At this point, trading him for something of value is probably out of the question. Just getting him off the roster would require including assets on top of him. Executives would usually rather swallow those contracts wholly or stretch them before giving up assets to part with a bad deal. Boston’s only hope would be to trade him for an equally bad contract that would better support the Celtics than Walker currently is.

That is a tall order, but still doable. Without naming names, we’ve seen players with previously declared ‘untradeable’ get moved, so nothing is impossible.

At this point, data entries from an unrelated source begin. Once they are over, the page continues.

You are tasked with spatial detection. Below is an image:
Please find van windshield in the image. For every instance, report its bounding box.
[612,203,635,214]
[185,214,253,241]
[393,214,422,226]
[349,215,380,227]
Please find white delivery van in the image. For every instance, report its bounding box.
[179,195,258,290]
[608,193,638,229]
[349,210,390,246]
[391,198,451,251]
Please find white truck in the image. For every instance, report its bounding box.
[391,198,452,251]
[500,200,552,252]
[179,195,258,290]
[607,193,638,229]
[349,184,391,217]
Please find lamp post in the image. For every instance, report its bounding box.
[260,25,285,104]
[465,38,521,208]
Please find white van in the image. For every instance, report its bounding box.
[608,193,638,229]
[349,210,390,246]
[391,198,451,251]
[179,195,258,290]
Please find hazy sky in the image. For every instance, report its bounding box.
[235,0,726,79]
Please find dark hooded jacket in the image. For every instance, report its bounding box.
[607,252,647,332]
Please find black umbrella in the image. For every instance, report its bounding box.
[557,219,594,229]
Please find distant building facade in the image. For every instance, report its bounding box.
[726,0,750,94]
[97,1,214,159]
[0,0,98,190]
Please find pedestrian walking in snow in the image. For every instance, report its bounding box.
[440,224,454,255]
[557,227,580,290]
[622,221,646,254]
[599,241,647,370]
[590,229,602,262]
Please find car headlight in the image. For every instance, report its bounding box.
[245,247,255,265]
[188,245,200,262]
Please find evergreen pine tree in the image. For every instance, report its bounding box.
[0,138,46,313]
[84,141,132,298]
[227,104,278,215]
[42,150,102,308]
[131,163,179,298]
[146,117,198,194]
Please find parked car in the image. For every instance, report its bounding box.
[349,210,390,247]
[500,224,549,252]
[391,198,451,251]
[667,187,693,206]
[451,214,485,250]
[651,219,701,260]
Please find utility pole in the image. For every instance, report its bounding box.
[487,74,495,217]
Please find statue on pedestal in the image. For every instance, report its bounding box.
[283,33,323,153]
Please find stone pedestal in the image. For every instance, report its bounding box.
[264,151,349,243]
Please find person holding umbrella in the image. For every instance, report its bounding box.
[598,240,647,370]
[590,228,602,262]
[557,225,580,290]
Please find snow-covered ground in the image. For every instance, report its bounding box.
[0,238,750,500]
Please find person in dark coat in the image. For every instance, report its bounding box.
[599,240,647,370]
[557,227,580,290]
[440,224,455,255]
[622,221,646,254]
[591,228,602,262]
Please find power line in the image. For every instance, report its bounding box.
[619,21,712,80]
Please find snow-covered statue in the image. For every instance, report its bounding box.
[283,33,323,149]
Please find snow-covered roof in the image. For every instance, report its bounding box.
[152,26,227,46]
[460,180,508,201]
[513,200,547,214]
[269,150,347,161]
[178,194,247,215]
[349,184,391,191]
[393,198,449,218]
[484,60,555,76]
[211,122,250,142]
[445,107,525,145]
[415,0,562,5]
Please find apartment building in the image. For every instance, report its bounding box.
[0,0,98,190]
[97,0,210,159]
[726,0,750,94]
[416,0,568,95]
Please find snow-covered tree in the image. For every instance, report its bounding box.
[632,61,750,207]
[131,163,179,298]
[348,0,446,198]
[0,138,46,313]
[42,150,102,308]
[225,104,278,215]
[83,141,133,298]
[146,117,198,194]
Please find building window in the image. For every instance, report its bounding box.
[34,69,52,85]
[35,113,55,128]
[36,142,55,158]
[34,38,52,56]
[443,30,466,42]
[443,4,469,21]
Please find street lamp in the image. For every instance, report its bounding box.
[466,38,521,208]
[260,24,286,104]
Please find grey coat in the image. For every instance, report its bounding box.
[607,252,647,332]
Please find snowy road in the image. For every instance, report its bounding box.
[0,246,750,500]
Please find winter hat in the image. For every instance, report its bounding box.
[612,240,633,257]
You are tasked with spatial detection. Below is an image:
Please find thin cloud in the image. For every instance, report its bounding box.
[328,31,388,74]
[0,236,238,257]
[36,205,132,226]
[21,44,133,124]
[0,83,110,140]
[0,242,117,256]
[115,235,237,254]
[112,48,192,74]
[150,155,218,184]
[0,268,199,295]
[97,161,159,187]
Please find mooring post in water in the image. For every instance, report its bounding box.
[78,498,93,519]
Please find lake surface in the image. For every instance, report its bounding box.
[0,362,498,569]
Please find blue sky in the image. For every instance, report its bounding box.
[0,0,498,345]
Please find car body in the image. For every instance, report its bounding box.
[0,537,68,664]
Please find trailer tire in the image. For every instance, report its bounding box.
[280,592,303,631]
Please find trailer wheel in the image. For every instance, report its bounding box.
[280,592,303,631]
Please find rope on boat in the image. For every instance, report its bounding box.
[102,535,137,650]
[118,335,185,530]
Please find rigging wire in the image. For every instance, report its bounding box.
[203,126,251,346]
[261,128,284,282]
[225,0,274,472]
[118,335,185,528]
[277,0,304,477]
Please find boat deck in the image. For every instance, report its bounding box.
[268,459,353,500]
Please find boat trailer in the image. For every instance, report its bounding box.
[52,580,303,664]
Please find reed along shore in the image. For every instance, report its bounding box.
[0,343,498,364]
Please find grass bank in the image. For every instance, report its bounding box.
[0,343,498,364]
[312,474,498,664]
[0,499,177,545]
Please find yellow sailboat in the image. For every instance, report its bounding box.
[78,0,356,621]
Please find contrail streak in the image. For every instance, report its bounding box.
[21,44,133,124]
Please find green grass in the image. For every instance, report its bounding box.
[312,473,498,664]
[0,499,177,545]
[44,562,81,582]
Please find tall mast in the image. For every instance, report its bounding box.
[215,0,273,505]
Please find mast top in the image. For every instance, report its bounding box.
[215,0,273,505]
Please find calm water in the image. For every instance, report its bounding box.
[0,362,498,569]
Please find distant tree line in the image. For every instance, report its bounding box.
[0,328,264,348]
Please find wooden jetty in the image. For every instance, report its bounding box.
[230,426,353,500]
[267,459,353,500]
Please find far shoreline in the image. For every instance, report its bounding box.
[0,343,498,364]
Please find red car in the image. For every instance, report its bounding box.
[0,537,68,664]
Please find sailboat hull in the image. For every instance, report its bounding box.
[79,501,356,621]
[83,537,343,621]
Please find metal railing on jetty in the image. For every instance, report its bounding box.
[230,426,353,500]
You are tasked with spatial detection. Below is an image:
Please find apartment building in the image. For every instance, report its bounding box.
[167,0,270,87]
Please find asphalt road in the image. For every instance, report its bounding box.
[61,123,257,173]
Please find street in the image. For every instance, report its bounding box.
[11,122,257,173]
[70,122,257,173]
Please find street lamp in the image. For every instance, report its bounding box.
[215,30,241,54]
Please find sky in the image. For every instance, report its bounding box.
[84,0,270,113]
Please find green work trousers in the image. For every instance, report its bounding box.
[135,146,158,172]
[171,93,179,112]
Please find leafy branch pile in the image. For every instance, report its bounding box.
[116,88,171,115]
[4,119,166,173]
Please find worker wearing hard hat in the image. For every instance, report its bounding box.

But odds are high that Walker will get all the time he needs before such a drastic decision is made. As bad as it’s looked for Boston in recent weeks, the wins against Indiana and Washington boosted them from ninth to sixth in the Eastern Conference race. They’re one good stretch from being right back where they were before the walls came crashing down on them.

Long-term, the Celtics should be fine. Tatum and Brown, of course, have already led them to two conference finals appearances over the last three years. While this stretch, which has objectively been one the worst in the Brad Stevens era, just seems so troubling for a team as successful as Boston has been for the last several years.

And for a team that once seemed to have all the time in the world, time might be of the essence for them now.